Fig. 4 is a diagram schematically illustrating the availability to sets of objects in the security operation states according to an embodiment. From a security operation state point of view, each security operation state has different criteria on availability to the different sets of objects. The different sets of objects are defined as described above, and the common feature within each set is in this context how it is treated from an availability perspective.

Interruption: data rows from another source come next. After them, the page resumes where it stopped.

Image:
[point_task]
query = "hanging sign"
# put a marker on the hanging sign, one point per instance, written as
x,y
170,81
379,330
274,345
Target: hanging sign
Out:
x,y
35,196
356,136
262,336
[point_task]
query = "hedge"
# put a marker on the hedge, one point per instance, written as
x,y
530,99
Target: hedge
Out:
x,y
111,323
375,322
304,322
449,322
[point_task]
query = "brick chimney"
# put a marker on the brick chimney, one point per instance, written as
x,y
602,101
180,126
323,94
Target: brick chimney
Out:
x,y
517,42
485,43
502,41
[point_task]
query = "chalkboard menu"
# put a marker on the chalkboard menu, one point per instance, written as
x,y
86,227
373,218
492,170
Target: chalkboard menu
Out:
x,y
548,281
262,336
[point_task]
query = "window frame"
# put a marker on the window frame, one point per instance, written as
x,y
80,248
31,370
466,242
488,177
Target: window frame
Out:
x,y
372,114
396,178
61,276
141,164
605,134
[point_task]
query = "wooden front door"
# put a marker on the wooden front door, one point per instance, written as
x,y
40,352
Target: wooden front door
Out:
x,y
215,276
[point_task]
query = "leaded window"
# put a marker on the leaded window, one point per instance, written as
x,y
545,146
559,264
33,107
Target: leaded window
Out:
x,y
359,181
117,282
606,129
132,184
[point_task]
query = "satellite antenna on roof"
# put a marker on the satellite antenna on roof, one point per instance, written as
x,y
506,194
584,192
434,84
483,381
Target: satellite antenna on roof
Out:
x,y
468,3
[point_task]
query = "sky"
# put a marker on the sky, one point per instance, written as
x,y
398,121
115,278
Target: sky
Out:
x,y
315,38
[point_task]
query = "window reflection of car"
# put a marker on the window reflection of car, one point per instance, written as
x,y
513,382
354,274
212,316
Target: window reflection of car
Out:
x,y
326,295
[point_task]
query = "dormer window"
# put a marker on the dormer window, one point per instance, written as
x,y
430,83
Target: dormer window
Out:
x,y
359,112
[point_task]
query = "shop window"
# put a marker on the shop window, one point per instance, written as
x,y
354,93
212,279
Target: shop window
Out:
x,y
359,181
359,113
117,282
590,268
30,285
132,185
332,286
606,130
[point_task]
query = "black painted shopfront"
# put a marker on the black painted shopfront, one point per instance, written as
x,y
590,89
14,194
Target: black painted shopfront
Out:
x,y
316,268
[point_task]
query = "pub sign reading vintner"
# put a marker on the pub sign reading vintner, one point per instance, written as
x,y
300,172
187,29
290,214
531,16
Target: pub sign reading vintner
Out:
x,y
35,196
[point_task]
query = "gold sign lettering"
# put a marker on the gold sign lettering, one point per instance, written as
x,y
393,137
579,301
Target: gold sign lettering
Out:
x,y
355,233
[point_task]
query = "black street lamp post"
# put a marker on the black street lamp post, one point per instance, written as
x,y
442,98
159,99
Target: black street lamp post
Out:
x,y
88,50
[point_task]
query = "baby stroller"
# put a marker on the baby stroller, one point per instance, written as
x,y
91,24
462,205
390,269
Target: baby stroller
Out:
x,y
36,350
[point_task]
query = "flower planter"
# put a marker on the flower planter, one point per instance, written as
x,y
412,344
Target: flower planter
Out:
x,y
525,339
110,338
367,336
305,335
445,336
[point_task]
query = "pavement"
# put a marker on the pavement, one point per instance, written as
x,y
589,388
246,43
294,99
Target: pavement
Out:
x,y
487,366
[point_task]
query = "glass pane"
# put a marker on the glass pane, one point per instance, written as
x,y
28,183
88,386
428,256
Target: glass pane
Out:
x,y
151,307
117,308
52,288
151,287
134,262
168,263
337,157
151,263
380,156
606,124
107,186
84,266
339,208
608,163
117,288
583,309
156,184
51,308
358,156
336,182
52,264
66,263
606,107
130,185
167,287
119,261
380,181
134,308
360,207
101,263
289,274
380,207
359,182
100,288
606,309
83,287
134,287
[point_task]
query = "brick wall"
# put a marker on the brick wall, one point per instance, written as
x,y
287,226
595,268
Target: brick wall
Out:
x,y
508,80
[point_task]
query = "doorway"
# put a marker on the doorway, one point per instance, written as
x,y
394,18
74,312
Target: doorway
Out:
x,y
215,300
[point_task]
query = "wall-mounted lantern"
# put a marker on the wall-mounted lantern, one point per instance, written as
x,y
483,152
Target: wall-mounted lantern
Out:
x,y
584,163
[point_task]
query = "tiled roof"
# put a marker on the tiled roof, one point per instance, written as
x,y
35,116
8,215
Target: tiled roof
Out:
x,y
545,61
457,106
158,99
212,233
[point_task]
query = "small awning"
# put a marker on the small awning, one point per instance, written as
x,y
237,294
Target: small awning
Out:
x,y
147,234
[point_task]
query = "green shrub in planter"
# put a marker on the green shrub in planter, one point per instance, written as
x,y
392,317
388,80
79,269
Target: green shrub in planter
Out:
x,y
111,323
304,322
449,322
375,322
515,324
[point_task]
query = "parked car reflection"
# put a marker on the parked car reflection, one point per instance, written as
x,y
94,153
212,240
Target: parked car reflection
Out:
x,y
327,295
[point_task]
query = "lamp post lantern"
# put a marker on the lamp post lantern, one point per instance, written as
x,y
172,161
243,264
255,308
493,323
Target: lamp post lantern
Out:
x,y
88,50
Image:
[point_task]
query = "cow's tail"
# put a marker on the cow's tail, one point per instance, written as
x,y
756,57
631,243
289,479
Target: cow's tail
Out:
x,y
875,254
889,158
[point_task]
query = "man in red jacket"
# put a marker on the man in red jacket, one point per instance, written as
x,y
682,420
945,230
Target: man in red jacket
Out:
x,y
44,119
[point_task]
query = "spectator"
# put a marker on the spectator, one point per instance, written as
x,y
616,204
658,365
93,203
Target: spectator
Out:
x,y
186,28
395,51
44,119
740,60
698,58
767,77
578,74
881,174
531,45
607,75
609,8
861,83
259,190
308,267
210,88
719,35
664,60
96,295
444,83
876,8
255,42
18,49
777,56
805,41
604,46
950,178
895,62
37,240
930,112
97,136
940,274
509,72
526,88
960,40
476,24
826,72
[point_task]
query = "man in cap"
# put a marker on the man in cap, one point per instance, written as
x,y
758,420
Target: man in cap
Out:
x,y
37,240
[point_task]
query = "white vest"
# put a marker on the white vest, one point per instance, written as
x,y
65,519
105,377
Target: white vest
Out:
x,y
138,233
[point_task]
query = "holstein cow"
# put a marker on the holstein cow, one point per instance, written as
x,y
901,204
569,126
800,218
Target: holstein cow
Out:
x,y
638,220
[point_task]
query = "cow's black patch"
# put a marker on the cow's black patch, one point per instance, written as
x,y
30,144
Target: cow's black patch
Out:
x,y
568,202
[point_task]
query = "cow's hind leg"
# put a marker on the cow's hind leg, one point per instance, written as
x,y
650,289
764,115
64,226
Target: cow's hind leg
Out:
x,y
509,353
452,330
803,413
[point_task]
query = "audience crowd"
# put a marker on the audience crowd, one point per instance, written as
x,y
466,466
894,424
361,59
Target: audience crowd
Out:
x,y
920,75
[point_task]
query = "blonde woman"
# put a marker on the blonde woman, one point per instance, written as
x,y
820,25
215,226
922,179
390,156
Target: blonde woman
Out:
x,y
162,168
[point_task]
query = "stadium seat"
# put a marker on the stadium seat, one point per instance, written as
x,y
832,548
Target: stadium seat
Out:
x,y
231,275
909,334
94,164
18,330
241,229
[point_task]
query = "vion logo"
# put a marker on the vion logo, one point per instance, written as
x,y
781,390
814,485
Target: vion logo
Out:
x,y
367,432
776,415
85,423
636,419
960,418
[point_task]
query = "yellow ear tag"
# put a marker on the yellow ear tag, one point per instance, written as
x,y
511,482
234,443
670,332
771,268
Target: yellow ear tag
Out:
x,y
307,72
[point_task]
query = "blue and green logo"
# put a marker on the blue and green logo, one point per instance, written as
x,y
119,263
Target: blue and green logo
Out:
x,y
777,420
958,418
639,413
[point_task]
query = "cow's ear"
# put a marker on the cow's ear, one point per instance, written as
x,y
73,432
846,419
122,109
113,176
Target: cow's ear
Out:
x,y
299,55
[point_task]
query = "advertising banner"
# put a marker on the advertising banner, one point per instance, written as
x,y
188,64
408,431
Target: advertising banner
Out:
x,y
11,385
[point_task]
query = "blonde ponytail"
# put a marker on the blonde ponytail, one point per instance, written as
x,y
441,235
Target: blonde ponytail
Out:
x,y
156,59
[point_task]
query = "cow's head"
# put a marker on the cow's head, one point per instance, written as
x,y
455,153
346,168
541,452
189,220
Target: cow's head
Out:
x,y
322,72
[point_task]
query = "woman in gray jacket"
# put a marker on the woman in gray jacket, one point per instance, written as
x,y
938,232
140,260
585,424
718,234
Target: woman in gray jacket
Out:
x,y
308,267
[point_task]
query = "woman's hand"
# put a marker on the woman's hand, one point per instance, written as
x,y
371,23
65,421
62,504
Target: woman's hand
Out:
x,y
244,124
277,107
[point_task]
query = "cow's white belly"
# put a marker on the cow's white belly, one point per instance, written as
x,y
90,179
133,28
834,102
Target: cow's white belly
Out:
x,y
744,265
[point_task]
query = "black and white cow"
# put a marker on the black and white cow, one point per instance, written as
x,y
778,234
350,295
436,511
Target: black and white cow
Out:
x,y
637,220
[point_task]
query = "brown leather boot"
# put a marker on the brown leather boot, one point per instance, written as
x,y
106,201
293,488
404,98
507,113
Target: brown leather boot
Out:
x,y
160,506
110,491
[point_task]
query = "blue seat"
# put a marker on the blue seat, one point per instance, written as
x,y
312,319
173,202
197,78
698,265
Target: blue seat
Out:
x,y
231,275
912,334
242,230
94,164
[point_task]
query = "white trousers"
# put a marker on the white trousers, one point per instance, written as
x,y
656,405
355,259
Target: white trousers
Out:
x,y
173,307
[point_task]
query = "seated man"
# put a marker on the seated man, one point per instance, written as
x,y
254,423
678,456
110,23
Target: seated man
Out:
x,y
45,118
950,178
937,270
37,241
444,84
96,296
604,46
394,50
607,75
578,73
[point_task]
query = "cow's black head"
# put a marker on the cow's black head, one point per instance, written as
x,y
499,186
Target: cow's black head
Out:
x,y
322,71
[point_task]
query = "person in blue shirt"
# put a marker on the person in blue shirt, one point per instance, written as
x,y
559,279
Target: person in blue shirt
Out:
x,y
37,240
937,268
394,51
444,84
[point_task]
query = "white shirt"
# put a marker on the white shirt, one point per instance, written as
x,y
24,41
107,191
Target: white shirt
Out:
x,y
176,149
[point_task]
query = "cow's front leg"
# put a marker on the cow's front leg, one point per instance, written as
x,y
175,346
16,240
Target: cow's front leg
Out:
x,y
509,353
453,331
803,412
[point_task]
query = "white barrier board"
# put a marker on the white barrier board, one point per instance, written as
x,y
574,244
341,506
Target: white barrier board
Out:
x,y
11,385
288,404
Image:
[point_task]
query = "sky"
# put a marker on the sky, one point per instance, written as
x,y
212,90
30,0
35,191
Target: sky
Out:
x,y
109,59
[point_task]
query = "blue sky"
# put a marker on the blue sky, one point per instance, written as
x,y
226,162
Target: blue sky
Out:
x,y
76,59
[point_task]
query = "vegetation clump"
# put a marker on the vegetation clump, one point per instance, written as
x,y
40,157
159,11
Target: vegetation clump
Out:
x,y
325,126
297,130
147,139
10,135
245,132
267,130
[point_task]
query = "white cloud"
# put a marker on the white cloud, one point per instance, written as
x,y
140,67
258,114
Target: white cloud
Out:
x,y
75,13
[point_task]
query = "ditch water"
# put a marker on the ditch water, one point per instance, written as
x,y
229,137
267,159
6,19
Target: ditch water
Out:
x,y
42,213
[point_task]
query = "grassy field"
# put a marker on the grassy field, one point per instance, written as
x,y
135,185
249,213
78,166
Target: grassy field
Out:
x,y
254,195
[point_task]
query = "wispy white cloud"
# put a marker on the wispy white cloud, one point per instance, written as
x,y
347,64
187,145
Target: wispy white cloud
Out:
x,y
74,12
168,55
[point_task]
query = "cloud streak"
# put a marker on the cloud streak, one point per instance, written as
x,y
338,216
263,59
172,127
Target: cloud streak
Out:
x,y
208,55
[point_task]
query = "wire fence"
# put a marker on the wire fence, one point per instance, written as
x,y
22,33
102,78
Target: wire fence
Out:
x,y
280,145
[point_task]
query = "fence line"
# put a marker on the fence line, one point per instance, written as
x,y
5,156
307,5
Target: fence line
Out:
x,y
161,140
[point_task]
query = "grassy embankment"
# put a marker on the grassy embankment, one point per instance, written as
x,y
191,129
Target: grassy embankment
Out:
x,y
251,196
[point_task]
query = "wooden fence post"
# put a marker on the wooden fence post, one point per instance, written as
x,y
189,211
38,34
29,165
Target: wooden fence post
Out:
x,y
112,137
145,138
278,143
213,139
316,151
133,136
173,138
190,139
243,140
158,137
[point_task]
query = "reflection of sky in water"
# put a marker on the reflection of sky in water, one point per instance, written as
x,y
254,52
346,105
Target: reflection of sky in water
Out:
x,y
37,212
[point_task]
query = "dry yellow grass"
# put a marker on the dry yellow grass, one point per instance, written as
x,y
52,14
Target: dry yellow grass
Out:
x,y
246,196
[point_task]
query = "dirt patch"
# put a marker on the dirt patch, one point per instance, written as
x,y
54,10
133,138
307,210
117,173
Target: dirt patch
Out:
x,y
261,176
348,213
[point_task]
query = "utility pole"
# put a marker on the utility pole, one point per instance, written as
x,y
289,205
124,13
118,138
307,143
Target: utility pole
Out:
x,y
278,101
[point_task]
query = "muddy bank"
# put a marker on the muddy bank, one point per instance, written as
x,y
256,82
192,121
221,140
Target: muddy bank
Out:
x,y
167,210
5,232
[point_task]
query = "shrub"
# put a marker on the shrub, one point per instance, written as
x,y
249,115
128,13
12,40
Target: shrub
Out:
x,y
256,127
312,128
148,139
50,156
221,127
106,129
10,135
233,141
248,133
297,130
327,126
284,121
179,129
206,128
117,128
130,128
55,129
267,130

In the first security operation state, as described above, a first set of objects can be available, preferably with authorisation managed by a security mechanism of the first security operation state, while a second set of objects can be unavailable. A third set of objects is available with authorisation, managed by the security mechanism, and there can also be a fourth set of objects that are available without any authorisation. An example of an object of the first set is JTAG-based debug, e.g. authorized by BootRom software after presenting correct credentials in the first security operation state. An example of an object of the second set is register scan chip testing access via JTAG. An example of an object of the third set is enabling of radio, e.g. authorized by the BootRom software after presenting correctly signed code. Examples of objects of the fourth set are anything not involved in security, e.g. timers, universal asynchronous receiver/transmitter, etc. In the second security operation state, as described above, the first and second sets of objects are available, while the third set of objects is unavailable. There can also be a fourth set of objects that are available. Preferably, in the second security operation state, there is no security mechanism for authorisation. This makes test operation easier since distribution of any access codes, keys, etc. for test operation is not needed. Instead, the structure of a defined set that is unavailable in the second security operation state provides for security. Also, as described above, there can be mechanisms for preventing tampering of security when transitions between the security operation states are made.

From an object point of view, each object can be assigned to any of the categories defined by the object sets. Here, definition of the objects that are unavailable in the second security operation state is the most important improvement. As has been described above, there is provided a particular mechanism for this implemented by logic circuitry.